In 1927, not yet having been accepted into the State Academy of Art (today the National Academy of Art), Vasil Barakov took part in the student group exhibition. He was represented by his painting Man and Nature, about which he would say some time later: “I had high hopes for this painting. But I was hasty with it then and I destroyed it.” The future artist was 25 years old. How many times he would undertake such destructive actions toward his artistic realizations as he later advanced towards his life’s end, we will likely never know. But both his own thoughts, confessed in interviews and in front of friends, and the body of work he bequeathed to us suggest that self-restraint, self-torture, and self-destruction were an organic part of Vasil Barakov’s nature.

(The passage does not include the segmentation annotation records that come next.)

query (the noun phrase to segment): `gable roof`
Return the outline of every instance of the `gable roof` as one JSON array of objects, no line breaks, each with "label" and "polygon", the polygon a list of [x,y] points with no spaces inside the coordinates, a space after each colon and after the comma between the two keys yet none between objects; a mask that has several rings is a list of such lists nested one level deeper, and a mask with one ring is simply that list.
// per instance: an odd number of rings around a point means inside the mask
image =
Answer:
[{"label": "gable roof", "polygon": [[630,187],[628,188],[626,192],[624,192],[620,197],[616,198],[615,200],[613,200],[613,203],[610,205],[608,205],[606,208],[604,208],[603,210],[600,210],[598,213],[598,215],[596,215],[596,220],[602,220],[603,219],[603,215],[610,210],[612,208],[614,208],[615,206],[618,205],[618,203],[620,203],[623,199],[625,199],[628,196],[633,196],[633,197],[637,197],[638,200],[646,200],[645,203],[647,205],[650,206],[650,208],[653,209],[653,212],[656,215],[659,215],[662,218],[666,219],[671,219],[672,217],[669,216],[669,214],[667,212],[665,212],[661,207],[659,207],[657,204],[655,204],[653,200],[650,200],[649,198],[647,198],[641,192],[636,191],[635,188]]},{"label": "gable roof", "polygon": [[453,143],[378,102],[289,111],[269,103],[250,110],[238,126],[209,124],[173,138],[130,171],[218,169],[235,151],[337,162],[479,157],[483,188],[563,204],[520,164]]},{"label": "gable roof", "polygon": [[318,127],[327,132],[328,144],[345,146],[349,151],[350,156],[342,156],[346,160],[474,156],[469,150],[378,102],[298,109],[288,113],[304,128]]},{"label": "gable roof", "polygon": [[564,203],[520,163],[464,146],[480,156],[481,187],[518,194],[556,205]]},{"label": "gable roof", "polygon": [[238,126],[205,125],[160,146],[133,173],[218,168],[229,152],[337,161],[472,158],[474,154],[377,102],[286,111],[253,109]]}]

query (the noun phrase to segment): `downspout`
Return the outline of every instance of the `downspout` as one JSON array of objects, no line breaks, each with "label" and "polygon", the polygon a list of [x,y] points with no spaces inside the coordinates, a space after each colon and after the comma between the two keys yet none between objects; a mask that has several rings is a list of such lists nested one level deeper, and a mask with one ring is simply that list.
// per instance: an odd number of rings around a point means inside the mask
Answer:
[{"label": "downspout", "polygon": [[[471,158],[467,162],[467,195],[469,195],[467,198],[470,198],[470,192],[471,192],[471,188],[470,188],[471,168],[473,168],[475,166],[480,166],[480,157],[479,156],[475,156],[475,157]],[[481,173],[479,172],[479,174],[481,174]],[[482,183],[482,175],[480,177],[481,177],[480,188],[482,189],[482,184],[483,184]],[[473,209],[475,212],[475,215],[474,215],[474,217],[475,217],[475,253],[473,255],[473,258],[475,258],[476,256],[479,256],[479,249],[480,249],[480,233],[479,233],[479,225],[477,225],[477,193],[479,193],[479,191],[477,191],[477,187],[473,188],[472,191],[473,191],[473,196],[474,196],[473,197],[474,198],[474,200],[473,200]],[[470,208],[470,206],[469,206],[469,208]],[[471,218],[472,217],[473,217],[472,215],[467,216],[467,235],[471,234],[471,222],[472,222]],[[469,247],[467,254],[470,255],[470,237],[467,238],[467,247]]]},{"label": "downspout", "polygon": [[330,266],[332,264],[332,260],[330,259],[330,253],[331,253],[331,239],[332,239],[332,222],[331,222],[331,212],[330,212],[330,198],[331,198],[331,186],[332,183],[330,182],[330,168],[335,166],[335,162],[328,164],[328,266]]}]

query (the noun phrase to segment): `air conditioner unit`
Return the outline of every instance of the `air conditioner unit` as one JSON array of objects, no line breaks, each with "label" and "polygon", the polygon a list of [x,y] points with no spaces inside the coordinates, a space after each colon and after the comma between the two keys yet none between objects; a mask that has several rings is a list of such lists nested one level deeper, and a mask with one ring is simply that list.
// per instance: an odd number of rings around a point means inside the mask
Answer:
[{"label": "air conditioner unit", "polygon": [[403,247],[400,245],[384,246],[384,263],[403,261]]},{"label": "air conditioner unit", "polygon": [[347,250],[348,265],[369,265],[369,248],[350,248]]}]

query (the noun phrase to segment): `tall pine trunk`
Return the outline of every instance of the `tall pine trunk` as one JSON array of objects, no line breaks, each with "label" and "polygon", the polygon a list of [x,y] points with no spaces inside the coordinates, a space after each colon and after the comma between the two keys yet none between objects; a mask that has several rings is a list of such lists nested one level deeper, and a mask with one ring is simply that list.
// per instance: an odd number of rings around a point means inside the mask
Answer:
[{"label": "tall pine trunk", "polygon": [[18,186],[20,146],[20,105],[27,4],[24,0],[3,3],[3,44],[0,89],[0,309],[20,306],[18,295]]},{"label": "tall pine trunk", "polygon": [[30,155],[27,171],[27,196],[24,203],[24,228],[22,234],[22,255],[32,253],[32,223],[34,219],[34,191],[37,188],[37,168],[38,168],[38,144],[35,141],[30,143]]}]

In the dozens of pictures by the painter, completed works signed by his own hand and that have found their worthy place in the history of Bulgarian art, in museums and private collections, we discover reflected the territories of melancholy, which remain inaccessible for many people. A kind of reified evidence of his personal encounters with nature, industrial landscapes, and still life. Essentially meaningful associations, marked by depth, judgment, and a sensitivity that probably dozens would discard because of its unbearable weight, its insurmountable pain, its indelible scars. But not Vasil Barakov, who seemed to transform his chronic aggravation at reality – not through the emotional, but seemingly exclusively through reason – into his only true creative strategy. We will glimpse it embodied in each of his paintings carried out to the end, with a signature carefully placed in one of its corners.
Along with his destroyed and completed works, Vasil Barakov has bequeathed us hundreds of his attempts – studies, quick sketches, and painting sketches on paper, cardboard, and fibreboard. A pile of intentions awaiting their materialization, about which the author himself, at the end of his days, would write anxiously: “I have many works abandoned this way, set aside in my studio – some of them supposedly lack just a little, while others have an immense way to go. Some that were begun on cardboard have a kind of quality, but they need to be reworked on canvas. Which to do first? And the years are already reaching their crest… And I feel bad, I feel angry – what more can I say? This is the very truth, as cruel as it may be. This is the closed circle of my life.” Dozens of abandoned quests – quickly caught encounters, sorrows, and worries.
The phenomenon of the abandoned/unfinished work runs through Vasil Barakov’s entire artistic career – from his first self-portrait painted in oil on canvas in 1934, “abandoned” on the back of his completed composition with St. Jerome writing (Museum Collection of the National Academy of Art, inv. № 335), through the dozens of people’s faces he immortalized, through the visual travel notes from his wanderings through nature, in Chepelare, Romania, Rudozem, and Vitosha, to his last still life. The exhibition The Forsaken is dedicated to them – to the ones found in the two folders of the artist that reached us after having survived the collapse of his house and studio in Dragalevtsi. Brimming with melancholy, they lead us not simply along the muddy tracks of solitude, but towards the artist’s sensual essence. To his attitude toward the line, the daub, colour and composition, but also to the humanity within him. To the anatomy of his work.
Having refused to follow the path of normative aesthetics that was systematically, unyieldingly, and aggressively imposed after 1944, Vasil Barakov devoted his days to the development of Bulgarian Cyrillic fonts and the design of book covers. In fact, his entire existence was permeated by “the letters.” When he was still a school pupil, and later as a student, and even after his graduation, when he would be appointed as an assistant artist at the Plovdiv Drama Theatre, his efforts in the field of applied graphics and typefaces stand out in his creative comfort zone, a territory insusceptible to ideological interference. He devoted himself to it entirely, which systematically pulled him away from his painting activities. What always gave him hope that a return to it would be possible once again was his favourite music. That was precisely what seemed to remind him of the trajectory of his unfinished artistic path, his goal, his time limit. And the more the years progressed, the more he clung to the musical refinement of Bach, Handel, and Beethoven, while his return to those “forsaken” works became more and more unattainable.